Le deuxième arrêt est également intéressant puisqu'il intervient pour un des salariés précaires se trouvant dans la même situation mais qui n'avait attaqué que l'entreprise utilisatrice et pas l'entreprise d'intérim, option qui lui est ouverte depuis longtemps par la jurisprudence .

La Cour précise que si seule les conditions de rupture sont critiquées, il faut nécessairement attraire l'entreprise de travail temporaire et non la seule entreprise utilisatrice car l'auteur de la rupture doit pouvoir être entendu dans la cause afin de présenter sa défense.

vendredi, 19 octobre 2012

Transfert d'intérimaire en dehors du transfert légal de l'article L 1224-2 du code du travail

Cour de cassation - chambre sociale - 11 juillet 2012

Cet arrêt est remarquable en ce qu'il applique à un transfert conventionnel de contrats de travail intérimaires les règles de répartitions des dettes entre le nouvel et l'ancien employeurs telles que prévues par les dispositions de l'article L 1224-2 du code du travail.
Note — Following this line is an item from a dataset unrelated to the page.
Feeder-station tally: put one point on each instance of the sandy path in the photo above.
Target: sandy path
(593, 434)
En l'espèce les conditions n'étaient pas remplies pour appliquer les dispositions de l'article L 1224-2 du code du travail qui prévoient le transfert automatique des contrats de travail en cas de transfert d'une entité économique autonome. Les contrats avaient été transférés en applications de dispositions de la convention collective applicable au personnel des activités de déchets.

Un intérimaire avait saisi le conseil des prudhommes en demandant la requalification de son contrat à l'encontre de l'entreprise utilisatrice initiale mais également du repreneur.
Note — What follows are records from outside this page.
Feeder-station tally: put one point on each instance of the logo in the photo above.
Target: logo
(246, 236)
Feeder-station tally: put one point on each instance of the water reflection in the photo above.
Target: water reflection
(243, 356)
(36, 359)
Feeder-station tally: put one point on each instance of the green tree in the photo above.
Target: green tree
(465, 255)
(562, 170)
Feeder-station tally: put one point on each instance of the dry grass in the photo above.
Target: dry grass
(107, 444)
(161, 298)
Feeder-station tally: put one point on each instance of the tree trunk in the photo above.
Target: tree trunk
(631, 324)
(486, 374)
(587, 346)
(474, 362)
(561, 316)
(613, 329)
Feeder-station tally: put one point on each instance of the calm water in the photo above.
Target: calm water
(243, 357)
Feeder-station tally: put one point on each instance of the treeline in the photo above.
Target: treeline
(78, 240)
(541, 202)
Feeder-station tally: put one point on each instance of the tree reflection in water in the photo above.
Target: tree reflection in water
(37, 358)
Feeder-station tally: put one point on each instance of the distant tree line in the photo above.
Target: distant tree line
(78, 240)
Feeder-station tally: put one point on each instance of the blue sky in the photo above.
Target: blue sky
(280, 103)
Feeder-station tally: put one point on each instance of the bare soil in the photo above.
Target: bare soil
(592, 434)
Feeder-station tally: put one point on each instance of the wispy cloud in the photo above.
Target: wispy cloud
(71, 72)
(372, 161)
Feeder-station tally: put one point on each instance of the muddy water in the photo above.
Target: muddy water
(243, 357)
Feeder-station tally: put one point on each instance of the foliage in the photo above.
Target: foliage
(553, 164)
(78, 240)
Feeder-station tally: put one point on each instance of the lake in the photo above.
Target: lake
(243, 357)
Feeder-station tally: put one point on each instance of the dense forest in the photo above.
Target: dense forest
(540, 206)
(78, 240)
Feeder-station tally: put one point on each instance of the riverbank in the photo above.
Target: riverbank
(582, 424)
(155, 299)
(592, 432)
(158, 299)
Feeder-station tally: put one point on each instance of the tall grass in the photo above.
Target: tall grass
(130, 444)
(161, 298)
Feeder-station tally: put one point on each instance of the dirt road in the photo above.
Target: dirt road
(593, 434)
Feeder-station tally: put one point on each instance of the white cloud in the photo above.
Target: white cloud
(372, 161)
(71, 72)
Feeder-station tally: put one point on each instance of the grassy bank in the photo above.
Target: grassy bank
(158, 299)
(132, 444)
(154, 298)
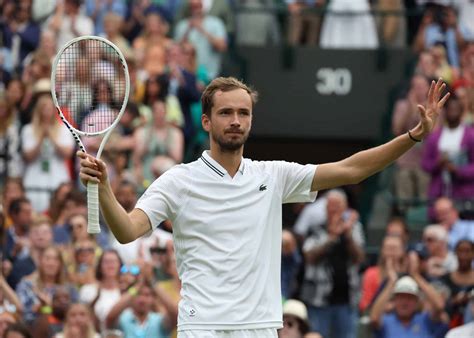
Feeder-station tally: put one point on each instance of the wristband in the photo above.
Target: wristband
(411, 137)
La Cour d'appel avait accueilli l'action et condamné in solidum les deux employeurs successifs.

La société repreneuse critiquait l'arrêt devant la Cour de cassation au motif qu'en l'absence d'application de l'article L 1224-2 il n'y avait pas de base légale pour mettre à sa charge l'indemnité de requalification dont le fait générateur était né pendant la période d'emploi chez le précédent employeur.
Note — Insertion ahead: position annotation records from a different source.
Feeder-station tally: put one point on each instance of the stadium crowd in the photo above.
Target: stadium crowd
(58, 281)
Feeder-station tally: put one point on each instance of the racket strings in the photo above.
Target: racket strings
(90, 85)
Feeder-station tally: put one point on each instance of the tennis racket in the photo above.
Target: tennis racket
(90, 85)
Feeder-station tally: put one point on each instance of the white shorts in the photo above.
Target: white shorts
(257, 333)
La Cour de cassation ne suit pas le raisonnement et, pour la première fois à ma connaissance, considère que le transfert conventionnel emporte transfert au nouvel employeur la dette de l'indemnité de requalification née chez le précédent employeur.

Cela n'empêche pas néanmoins le nouvel employeur de réclamer à l'ancien cette indemnité.

lundi, 10 septembre 2012

Contrats précaires entrecoupés de périodes de carence : une seule requalification est possible...

Cour de cassation - chambre sociale - 10 mai 2012

Cet arrêt tranche enfin de façon explicite un problème récurrent en présence d'action de requalifications portant sur de nombreux contrats précaires discontinus.

La Cour de cassation a en effet toujours considéré que si plusieurs contrats précaires se succèdent, les contrats devaient être requalifiés en un seul contrat à durée indéterminée, entrainant condamnation de l'employeur à une seule indemnité de requalification et une seule indemnisation de la rupture.

Cette solution est cependant critiquable lorsque la relation entre l'employeur et le salarié précaire est interrompue pendant plusieurs semaines, mois, voire années.

Il est en effet difficile de considérer qu'il s'agissait d'un seul contrat de travail à durée indéterminée dont l'exécution aurait été suspendue pendant de longues périodes.

C'est pourtant cette vision qu'affirme l'arrêt du 10 mai 2012 qui concerne un salarié intérimaire ayant conclu une succession de contrats de mission d'avril 1995 au 31 juillet 1998, puis de mai 2000 à mars 2002 et enfin d'avril 2003 à juin 2007.

La Cour de cassation confirme la Cour d'appel qui a refusé de considérer qu'il y avait trois contrats à durée indéterminée et n'a condamné l'entreprise utilisatrice qu'à une seul indemnité de requalification et une seul indemnité de rupture et de préavis.

Par contre le salarié peut toujours tenter d'obtenir indemnisation pour le salaire non versé pendant les périodes intercalaires. Cependant pour cela il faut qu'il apporte la preuve qu'il se tenait à la disposition de l'employeur, ce qui reste problématique puisqu'on imagine mal qu'un intérimaire non employé pendant deux ans ne trouve pas d'autres missions chez d'autres employeurs.

Cet arrêt constitue donc un des rares exemple de solution défavorable au salarié en matière de contrat précaire.